この扶養親族等は、年末調整や確定申告で記載する扶養親族や控除対象配偶者ですが、年収103万円を超える配偶者特別控除の対象者はカウントされません。
【関連記事】:新型コロナ緊急経済対策で児童手当上乗せへ(1)源泉徴収票で所得制限を理解しよう
【関連記事】:新型コロナ緊急経済対策で児童手当上乗せへ(2)確定申告書で所得制限を理解しよう
所得額の細かい計算方法については、関連記事にて触れております。
なお2020年は所得の計算方法も変わっているため、2020年の所得に基づいて支給される2021年度の所得制限は10万円ほど変更されることも考えられます。
父母合算の子育て制度が多く変更検討も見送りへ
所得基準の父母合算が検討された理由ですが、財政審の審議資料を確認する限り、父母合算の所得制限が複数の子育て制度に採用されていることが考えられます。
住民税額かそれに準ずるものを基準とする子育て制度が多いのですが、保育料は市町村民税所得割額(所得に応じた税額)の父母合算、高校授業料無償化に関する支援金も市町村民税所得割額に相当する「課税所得 × 6% – 調整控除」の父母合算が基準です。

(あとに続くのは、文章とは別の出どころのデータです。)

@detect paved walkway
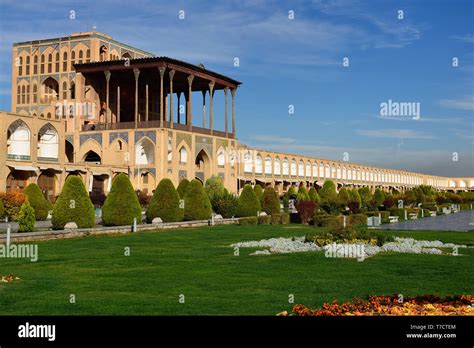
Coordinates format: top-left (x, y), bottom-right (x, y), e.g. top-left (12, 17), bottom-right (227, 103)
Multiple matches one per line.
top-left (381, 210), bottom-right (474, 231)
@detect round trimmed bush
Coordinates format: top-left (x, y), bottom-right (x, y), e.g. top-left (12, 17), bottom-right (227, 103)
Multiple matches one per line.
top-left (184, 179), bottom-right (212, 221)
top-left (262, 186), bottom-right (280, 215)
top-left (102, 173), bottom-right (142, 226)
top-left (18, 200), bottom-right (36, 232)
top-left (146, 179), bottom-right (184, 222)
top-left (23, 183), bottom-right (51, 221)
top-left (176, 179), bottom-right (189, 199)
top-left (51, 175), bottom-right (95, 230)
top-left (237, 184), bottom-right (260, 217)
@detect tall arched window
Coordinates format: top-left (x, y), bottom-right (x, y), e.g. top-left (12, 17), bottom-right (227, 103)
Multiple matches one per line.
top-left (48, 53), bottom-right (53, 74)
top-left (40, 54), bottom-right (46, 74)
top-left (63, 52), bottom-right (68, 72)
top-left (33, 83), bottom-right (38, 104)
top-left (273, 157), bottom-right (281, 175)
top-left (54, 52), bottom-right (59, 72)
top-left (33, 56), bottom-right (38, 75)
top-left (265, 156), bottom-right (272, 174)
top-left (179, 146), bottom-right (188, 164)
top-left (18, 57), bottom-right (23, 76)
top-left (63, 81), bottom-right (67, 99)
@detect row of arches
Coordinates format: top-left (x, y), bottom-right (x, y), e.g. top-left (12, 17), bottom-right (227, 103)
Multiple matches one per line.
top-left (18, 48), bottom-right (91, 76)
top-left (7, 120), bottom-right (59, 160)
top-left (16, 77), bottom-right (75, 105)
top-left (244, 151), bottom-right (423, 185)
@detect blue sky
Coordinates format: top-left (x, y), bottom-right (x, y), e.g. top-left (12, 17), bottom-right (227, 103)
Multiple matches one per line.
top-left (0, 0), bottom-right (474, 177)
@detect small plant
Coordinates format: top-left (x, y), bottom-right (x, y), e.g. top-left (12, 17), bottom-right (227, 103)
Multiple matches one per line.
top-left (18, 200), bottom-right (36, 232)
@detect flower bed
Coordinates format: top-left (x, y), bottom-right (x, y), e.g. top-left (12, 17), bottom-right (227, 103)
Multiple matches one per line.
top-left (278, 295), bottom-right (474, 316)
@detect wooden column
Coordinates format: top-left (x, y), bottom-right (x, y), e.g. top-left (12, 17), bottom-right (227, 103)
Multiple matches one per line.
top-left (202, 91), bottom-right (207, 128)
top-left (231, 88), bottom-right (236, 138)
top-left (186, 75), bottom-right (194, 131)
top-left (209, 81), bottom-right (214, 134)
top-left (145, 84), bottom-right (148, 122)
top-left (104, 70), bottom-right (110, 124)
top-left (117, 86), bottom-right (120, 123)
top-left (159, 67), bottom-right (166, 128)
top-left (169, 70), bottom-right (173, 128)
top-left (224, 87), bottom-right (229, 136)
top-left (133, 68), bottom-right (140, 128)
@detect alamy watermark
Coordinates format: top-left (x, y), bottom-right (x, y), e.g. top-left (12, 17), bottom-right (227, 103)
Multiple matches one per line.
top-left (380, 99), bottom-right (421, 120)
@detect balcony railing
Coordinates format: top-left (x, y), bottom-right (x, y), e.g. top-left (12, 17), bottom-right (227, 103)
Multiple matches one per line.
top-left (82, 120), bottom-right (232, 138)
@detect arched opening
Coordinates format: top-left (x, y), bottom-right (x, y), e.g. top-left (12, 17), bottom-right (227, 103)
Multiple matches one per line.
top-left (6, 170), bottom-right (30, 192)
top-left (42, 77), bottom-right (59, 103)
top-left (38, 123), bottom-right (59, 161)
top-left (84, 150), bottom-right (102, 164)
top-left (194, 150), bottom-right (211, 183)
top-left (38, 170), bottom-right (56, 202)
top-left (135, 138), bottom-right (155, 165)
top-left (7, 120), bottom-right (30, 160)
top-left (65, 140), bottom-right (74, 163)
top-left (179, 146), bottom-right (188, 164)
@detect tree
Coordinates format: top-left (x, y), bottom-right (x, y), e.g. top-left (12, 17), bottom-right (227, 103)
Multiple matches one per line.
top-left (262, 186), bottom-right (280, 215)
top-left (319, 180), bottom-right (339, 214)
top-left (176, 179), bottom-right (189, 199)
top-left (359, 187), bottom-right (372, 208)
top-left (204, 175), bottom-right (224, 201)
top-left (18, 200), bottom-right (36, 232)
top-left (23, 183), bottom-right (50, 220)
top-left (237, 184), bottom-right (260, 217)
top-left (146, 179), bottom-right (184, 222)
top-left (296, 186), bottom-right (310, 202)
top-left (184, 179), bottom-right (212, 221)
top-left (253, 184), bottom-right (263, 207)
top-left (51, 175), bottom-right (95, 230)
top-left (337, 187), bottom-right (350, 207)
top-left (102, 173), bottom-right (142, 226)
top-left (374, 187), bottom-right (385, 207)
top-left (308, 186), bottom-right (321, 204)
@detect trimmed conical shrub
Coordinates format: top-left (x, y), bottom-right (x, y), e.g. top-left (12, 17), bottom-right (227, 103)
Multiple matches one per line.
top-left (176, 179), bottom-right (189, 199)
top-left (308, 186), bottom-right (321, 204)
top-left (146, 179), bottom-right (184, 222)
top-left (262, 186), bottom-right (280, 215)
top-left (23, 183), bottom-right (51, 221)
top-left (51, 175), bottom-right (94, 230)
top-left (253, 184), bottom-right (263, 207)
top-left (18, 200), bottom-right (36, 232)
top-left (184, 179), bottom-right (212, 221)
top-left (102, 173), bottom-right (142, 226)
top-left (237, 184), bottom-right (260, 217)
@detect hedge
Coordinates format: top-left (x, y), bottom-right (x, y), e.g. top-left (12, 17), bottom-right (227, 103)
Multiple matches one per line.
top-left (51, 175), bottom-right (95, 230)
top-left (262, 186), bottom-right (280, 215)
top-left (184, 179), bottom-right (212, 221)
top-left (258, 215), bottom-right (272, 225)
top-left (23, 183), bottom-right (50, 221)
top-left (102, 173), bottom-right (142, 226)
top-left (237, 184), bottom-right (260, 217)
top-left (146, 179), bottom-right (184, 222)
top-left (349, 214), bottom-right (367, 225)
top-left (239, 216), bottom-right (258, 226)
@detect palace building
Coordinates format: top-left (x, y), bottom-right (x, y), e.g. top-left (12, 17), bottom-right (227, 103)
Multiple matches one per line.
top-left (0, 32), bottom-right (474, 203)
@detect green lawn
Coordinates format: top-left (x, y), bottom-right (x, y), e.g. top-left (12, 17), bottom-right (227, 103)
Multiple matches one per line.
top-left (0, 225), bottom-right (474, 315)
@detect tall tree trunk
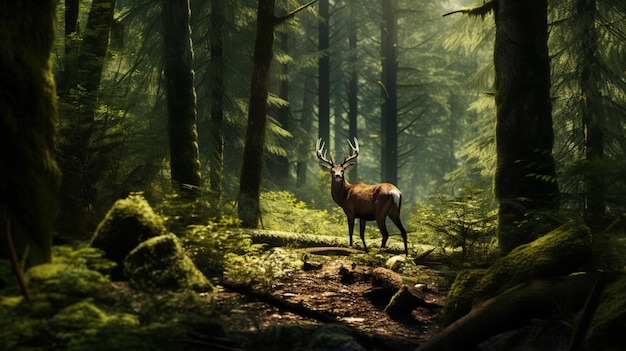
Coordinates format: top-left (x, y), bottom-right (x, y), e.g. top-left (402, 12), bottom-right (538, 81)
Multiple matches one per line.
top-left (348, 0), bottom-right (359, 182)
top-left (163, 0), bottom-right (202, 198)
top-left (267, 32), bottom-right (291, 185)
top-left (494, 0), bottom-right (559, 253)
top-left (381, 0), bottom-right (398, 184)
top-left (296, 75), bottom-right (317, 188)
top-left (58, 0), bottom-right (116, 235)
top-left (238, 0), bottom-right (275, 228)
top-left (317, 0), bottom-right (330, 141)
top-left (209, 0), bottom-right (225, 206)
top-left (57, 0), bottom-right (80, 97)
top-left (237, 0), bottom-right (315, 228)
top-left (0, 0), bottom-right (60, 266)
top-left (576, 0), bottom-right (606, 229)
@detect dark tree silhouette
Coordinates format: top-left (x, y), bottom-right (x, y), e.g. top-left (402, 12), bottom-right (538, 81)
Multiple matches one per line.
top-left (0, 0), bottom-right (60, 266)
top-left (163, 0), bottom-right (202, 198)
top-left (237, 0), bottom-right (315, 228)
top-left (209, 0), bottom-right (225, 204)
top-left (380, 0), bottom-right (398, 184)
top-left (494, 0), bottom-right (559, 253)
top-left (317, 0), bottom-right (330, 146)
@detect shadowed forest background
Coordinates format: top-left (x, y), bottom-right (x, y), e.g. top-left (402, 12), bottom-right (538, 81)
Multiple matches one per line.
top-left (0, 0), bottom-right (626, 350)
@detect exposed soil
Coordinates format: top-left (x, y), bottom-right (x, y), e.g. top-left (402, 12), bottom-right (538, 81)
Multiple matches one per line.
top-left (219, 259), bottom-right (445, 349)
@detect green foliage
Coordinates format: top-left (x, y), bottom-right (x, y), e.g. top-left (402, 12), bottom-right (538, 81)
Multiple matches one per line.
top-left (410, 187), bottom-right (496, 261)
top-left (261, 191), bottom-right (347, 236)
top-left (0, 247), bottom-right (224, 351)
top-left (124, 233), bottom-right (213, 292)
top-left (90, 194), bottom-right (165, 278)
top-left (224, 246), bottom-right (302, 288)
top-left (182, 224), bottom-right (257, 278)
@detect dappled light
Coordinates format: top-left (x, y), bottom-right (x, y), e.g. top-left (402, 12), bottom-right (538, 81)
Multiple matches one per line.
top-left (0, 0), bottom-right (626, 351)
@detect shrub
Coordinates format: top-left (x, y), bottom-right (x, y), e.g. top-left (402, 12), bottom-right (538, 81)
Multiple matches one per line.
top-left (410, 188), bottom-right (496, 260)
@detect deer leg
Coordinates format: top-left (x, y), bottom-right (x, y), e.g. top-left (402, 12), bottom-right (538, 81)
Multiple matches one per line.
top-left (348, 217), bottom-right (354, 246)
top-left (359, 218), bottom-right (367, 252)
top-left (376, 217), bottom-right (389, 247)
top-left (390, 216), bottom-right (409, 256)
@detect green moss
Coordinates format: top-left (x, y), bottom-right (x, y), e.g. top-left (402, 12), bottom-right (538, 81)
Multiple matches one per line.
top-left (441, 223), bottom-right (591, 326)
top-left (25, 263), bottom-right (109, 302)
top-left (125, 234), bottom-right (212, 291)
top-left (585, 275), bottom-right (626, 350)
top-left (90, 194), bottom-right (166, 279)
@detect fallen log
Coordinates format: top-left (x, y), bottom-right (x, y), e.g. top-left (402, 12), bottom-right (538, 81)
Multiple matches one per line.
top-left (417, 274), bottom-right (598, 351)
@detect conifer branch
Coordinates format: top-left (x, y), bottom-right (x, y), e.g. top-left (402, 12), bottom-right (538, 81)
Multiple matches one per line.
top-left (274, 0), bottom-right (317, 26)
top-left (442, 0), bottom-right (497, 18)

撤廃に向かっている不妊治療助成の所得制限も、父母合算で判定しています。共働き世帯の増加に応じた所得制限が望ましいという流れから、父母合算の話が出てきています。
実は3年近く前に、筆者は父母合算と次に触れる特例給付廃止の動きを取り上げており、2018年にはすでに検討されておりました。
【関連記事】:児童手当の対象者が限定される改正が検討中 不利にならないように今から考えておきたいこと。
しかし12月9日の首相・公明代表会談で父母合算の変更方針は見送られ、現状維持の方向になりました。
特例給付をもらえなくなる高所得者も
高所得者に対する月5,000円の特例給付を廃止することも検討され、こちらは実現に向かっています。こうなると、子育て世帯であれば最低5,000円もらえていた児童手当が、所得によっては全くもらえなくなるわけです。
最終的な線引き:扶養3人で年収1,200万円相当
12月15日に閣議決定された全世代型社会保障検討会議の最終報告によれば、結局2022年10月支給分より、扶養家族3人の世帯主年収が1,200万円に相当する所得制限限度額以上では全くもらえなくなる案に落ち着きました。
筆者推計では「868万円 + 38万円 × 扶養親族等の数」がこの所得制限限度額になると考えられますが、正確な数値は今後公開される政府や地方公共団体の資料を参照ください。
所得制限「622万円 + 38万円 × 扶養親族等の数」以上で、新しい所得制限限度額未満では、従来通り特例給付5,000円の対象です。(執筆者:石谷 彰彦)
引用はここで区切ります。